Peter Brooks Publishes Henry James Comes Home

April 16, 2025

The Yale Koerner Center is pleased to highlight the publication of Henry James Comes Home by Peter Brooks, released by the New York Review of Books. In this work, Professor Brooks revisits Henry James’s ten-month journey across the United States in 1904—a trip the novelist undertook after more than twenty years abroad. Confronting a dramatically transformed America, James sought to reconnect with a homeland that had become, in his view, central to the world’s future yet markedly changed in character.

Professor Brooks focuses on this pivotal journey and the resulting book, The American Scene, blending biography and literary criticism to retrace James’s observations as he traveled through the country, all the way to the Pacific Northwest. The work offers insight into James’s complex relationship with his native country, as well as his reflections on materialism, democracy, and identity in the early twentieth century.

Henry James Comes Home serves as a companion to Professor Brooks’s earlier volume, Henry James Goes to Paris, and contributes to ongoing discussions of James’s enduring relevance in American literary and cultural history.

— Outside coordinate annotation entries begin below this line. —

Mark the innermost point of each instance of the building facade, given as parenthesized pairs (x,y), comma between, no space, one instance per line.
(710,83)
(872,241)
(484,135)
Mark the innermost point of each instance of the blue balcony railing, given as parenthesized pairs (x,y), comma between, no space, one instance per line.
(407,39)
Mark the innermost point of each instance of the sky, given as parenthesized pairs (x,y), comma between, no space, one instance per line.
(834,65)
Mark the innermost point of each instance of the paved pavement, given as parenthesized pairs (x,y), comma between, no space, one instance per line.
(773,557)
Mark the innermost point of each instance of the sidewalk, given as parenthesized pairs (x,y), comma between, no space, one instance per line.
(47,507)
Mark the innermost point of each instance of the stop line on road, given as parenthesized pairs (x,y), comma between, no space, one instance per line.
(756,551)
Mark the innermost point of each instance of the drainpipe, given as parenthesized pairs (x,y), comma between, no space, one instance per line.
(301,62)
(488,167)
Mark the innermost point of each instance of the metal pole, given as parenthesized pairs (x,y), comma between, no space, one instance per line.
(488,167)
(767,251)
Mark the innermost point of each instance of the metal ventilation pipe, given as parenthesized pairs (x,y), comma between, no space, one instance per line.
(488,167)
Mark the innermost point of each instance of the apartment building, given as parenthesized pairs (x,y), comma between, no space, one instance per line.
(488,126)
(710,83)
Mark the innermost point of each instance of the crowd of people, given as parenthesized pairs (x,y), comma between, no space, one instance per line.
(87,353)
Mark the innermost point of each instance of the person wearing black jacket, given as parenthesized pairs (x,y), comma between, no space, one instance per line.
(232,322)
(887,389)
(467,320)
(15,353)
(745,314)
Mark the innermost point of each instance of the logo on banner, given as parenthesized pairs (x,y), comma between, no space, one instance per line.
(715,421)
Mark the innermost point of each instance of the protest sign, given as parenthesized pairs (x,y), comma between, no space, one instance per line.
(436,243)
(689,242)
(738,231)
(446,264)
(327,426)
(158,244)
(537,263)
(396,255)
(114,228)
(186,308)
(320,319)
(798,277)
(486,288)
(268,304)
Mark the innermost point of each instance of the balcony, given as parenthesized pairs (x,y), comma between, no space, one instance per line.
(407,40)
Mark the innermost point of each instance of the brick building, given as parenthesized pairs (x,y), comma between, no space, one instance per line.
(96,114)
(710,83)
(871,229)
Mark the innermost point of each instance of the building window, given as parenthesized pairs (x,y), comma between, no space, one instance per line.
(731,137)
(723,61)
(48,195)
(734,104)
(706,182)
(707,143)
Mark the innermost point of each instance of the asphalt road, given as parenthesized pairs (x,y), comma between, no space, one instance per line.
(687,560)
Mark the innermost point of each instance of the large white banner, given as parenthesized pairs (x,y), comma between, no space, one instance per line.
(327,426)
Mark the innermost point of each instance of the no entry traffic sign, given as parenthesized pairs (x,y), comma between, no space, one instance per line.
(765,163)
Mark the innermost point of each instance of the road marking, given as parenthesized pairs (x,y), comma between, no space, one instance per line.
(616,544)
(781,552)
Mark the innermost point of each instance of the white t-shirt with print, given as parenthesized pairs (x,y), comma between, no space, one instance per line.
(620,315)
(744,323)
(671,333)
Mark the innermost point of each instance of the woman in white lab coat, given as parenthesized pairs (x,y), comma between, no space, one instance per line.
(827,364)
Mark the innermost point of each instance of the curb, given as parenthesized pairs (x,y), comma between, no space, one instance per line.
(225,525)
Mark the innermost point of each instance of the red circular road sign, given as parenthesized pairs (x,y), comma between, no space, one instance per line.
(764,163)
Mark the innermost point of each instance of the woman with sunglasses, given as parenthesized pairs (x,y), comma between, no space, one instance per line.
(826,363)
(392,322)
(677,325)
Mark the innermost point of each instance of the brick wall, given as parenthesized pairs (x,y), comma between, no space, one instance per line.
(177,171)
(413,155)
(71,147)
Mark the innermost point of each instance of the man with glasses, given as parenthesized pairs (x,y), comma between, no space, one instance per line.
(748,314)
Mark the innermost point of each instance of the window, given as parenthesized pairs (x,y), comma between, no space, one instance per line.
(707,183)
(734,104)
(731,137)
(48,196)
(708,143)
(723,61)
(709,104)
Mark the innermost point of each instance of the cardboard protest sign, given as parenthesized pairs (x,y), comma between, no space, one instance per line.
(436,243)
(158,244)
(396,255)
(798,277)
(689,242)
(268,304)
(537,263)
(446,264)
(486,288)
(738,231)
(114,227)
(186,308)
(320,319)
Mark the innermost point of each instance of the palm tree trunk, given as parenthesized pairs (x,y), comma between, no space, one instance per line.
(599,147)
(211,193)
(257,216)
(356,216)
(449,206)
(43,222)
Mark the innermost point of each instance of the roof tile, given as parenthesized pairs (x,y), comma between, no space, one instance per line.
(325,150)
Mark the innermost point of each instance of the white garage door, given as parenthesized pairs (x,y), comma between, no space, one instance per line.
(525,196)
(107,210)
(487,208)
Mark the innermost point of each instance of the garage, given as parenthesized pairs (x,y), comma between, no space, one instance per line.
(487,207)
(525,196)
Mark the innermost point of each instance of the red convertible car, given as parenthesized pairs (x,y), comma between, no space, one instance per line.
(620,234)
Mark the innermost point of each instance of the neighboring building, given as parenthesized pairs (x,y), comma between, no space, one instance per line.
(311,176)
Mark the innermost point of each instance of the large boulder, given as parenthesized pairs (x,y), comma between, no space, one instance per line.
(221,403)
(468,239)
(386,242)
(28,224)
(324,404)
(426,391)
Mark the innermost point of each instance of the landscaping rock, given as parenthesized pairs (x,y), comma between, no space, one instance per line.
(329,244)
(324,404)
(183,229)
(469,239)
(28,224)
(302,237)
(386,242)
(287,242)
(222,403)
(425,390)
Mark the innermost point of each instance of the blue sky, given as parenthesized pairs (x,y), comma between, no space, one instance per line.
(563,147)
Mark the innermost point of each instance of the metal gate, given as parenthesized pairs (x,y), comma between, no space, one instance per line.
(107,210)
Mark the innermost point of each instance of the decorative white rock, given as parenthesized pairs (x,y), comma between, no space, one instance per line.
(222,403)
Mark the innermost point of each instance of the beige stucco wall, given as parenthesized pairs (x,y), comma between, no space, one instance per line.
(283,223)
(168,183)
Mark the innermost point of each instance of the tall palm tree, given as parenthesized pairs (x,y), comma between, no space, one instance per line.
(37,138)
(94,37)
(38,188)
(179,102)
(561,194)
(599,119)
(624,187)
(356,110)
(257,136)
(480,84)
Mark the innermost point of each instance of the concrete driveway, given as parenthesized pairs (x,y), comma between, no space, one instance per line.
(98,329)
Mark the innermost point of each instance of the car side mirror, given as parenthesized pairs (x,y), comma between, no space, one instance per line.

Profssor Brooks is a Sterling Professor Emeritus of Comparative Literature at Yale University, where he was the founding director of the Whitney Humanities Center. He taught also at the University of Virginia and Princeton, and as a visitor at Oxford, the University of Bologna, and the University of Copenhagen. He has published on narrative, psychoanalysis, and law, largely in nineteenth- and twentieth-century literature; in addition, he is author of two novels, World Elsewhere and The Emperor’s Body. His critical books include The Melodramatic Imagination, Reading for the Plot, Troubling Confessions, Realist Vision, Henry James Goes to Paris, Enigmas of Identity, Flaubert in the Ruins of Paris, Balzac’s Lives, and Seduced by Story: The Use and Abuse of Narrative.